DeepRec-AI/HybridBackend

rebatch api produce an Check failed: limit <= dim0_size error

Closed this issue · 2 comments

Current behavior

After rebatch(), data iterator get_next() produce an error:

F tensorflow/core/framework/tensor.cc:833] Check failed: limit <= dim0_size (8194 vs. 8193)

Expected behavior

no error

System information

  • OS Platform and Distribution: Ubuntu 18.04.5 LTS
  • TensorFlow version: 1.15.0
  • Python version: 3.6
  • CUDA/cuDNN version: 10.1
  • RAM: 94G
  • GPU model and memory: Tesla T4, 16G

Code to reproduce

Step 1: Generate a parquet file by running following code

import numpy as np
import pandas as pd
import random

data_list = []
for i in range(1, 10000):
    int_feature = random.randint(1, 100)
    # float_feature = random.random()
    array_feature = [random.randint(1, 10) for x in range(0, 4)]
    data_list.append([int_feature, array_feature])

df = pd.DataFrame(data_list, columns=["int_feature", "array_feature"])
df.to_parquet("parquet_sample_file.parquet")
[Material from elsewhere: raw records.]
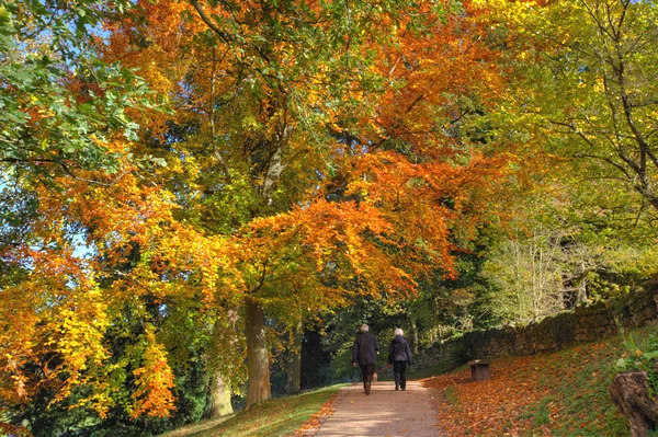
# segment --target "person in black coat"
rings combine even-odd
[[[377,337],[368,332],[366,324],[361,325],[361,331],[352,346],[352,366],[361,367],[361,376],[363,377],[363,389],[365,394],[370,394],[373,375],[375,375],[375,361],[379,344]]]
[[[399,327],[395,330],[395,338],[388,348],[388,363],[393,364],[395,389],[407,390],[407,365],[411,365],[411,349]]]

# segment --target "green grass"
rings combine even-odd
[[[291,436],[344,384],[253,405],[229,417],[179,428],[160,437],[280,437]]]

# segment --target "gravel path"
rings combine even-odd
[[[376,382],[370,396],[362,383],[352,384],[340,392],[316,437],[438,437],[436,401],[435,391],[416,381],[408,381],[406,391],[395,391],[393,382]]]

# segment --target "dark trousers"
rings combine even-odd
[[[359,367],[361,367],[361,377],[363,377],[363,388],[365,389],[366,382],[373,382],[375,365],[359,365]]]
[[[407,361],[393,361],[393,376],[395,377],[395,387],[407,388]]]

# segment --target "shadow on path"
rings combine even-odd
[[[316,437],[435,437],[438,394],[417,381],[408,381],[406,391],[395,391],[393,382],[373,384],[363,393],[363,384],[353,384],[339,394],[333,414]]]

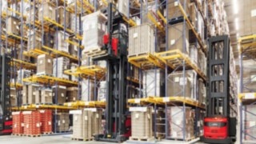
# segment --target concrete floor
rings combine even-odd
[[[72,141],[70,139],[70,134],[65,135],[51,135],[51,136],[42,136],[37,138],[30,138],[30,137],[19,137],[19,136],[0,136],[0,143],[1,144],[112,144],[110,142],[81,142],[81,141]],[[190,142],[174,142],[174,141],[162,141],[162,142],[140,142],[136,141],[127,141],[123,142],[124,144],[189,144],[194,143],[196,140]]]

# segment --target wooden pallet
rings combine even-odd
[[[11,135],[14,135],[14,136],[23,136],[23,134],[11,134]]]
[[[23,136],[36,138],[36,137],[41,137],[41,134],[23,134]]]
[[[73,140],[73,141],[83,141],[83,138],[71,138],[71,140]]]
[[[51,132],[43,132],[42,134],[53,134],[54,133],[51,131]]]
[[[86,141],[92,141],[92,140],[94,140],[93,138],[83,138],[83,141],[86,141]]]
[[[174,141],[184,141],[183,138],[168,138],[168,139],[174,140]],[[194,139],[194,137],[191,137],[191,138],[185,138],[185,142],[189,142],[189,141],[191,141],[193,139]]]
[[[142,141],[142,142],[150,142],[150,141],[154,141],[154,138],[153,137],[151,138],[138,138],[138,137],[130,137],[129,140],[130,141]]]
[[[146,55],[148,54],[149,53],[138,53],[138,54],[129,54],[128,55],[128,58],[133,58],[133,57],[138,57],[138,56],[141,56],[141,55]]]

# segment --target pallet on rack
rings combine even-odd
[[[151,137],[151,138],[130,137],[129,140],[130,140],[130,141],[141,141],[141,142],[151,142],[151,141],[154,140],[154,137]]]

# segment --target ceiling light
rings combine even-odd
[[[238,13],[238,2],[237,0],[233,0],[233,12],[234,14]]]

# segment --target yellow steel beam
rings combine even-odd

Step 2: Load generated parquet in step 1 by HybridBackend

import tensorflow as tf
import hybridbackend.tensorflow as hb


filenames_ds = tf.data.Dataset.from_tensor_slices(['file1.snappy.parquet', 'file2.snappy.parquet', ... 'fileN.snappy.parquet'])


hb_fields = []
hb_fields.append(hb.data.DataFrame.Field("feature1", tf.int64, ragged_rank=0))
hb_fields.append(hb.data.DataFrame.Field("feature2", tf.float32, ragged_rank=1))
hb_fields.append(hb.data.DataFrame.Field("feature3", tf.int64, ragged_rank=1))

ds = filenames_ds.apply(hb.data.read_parquet(8192, hb_fields, num_parallel_reads=tf.data.experimental.AUTOTUNE))
iterator = ds.apply(hb.data.rebatch(8192, fields=hb_fields))

it = iterator.make_one_shot_iterator()
item = it.get_next()

batch_size_dict = {}
with tf.Session() as sess:
    print("======  start ======")
    total_batch_size = 0
    while True:
        try:
            batch = sess.run(item)
            batch_size = len(batch['mod_series'])
            batch_size_dict[batch_size] = batch_size_dict.get(batch_size, 0) + 1
        except tf.errors.OutOfRangeError:
            break

Running above code in a pyhon3 shell, an error shall be thrown:

F tensorflow/core/framework/tensor.cc:833] Check failed: limit <= dim0_size (8194 vs. 8193)

Willing to contribute

Yes

Thanks for reporting, can you provide a sample file for reproducing this issue?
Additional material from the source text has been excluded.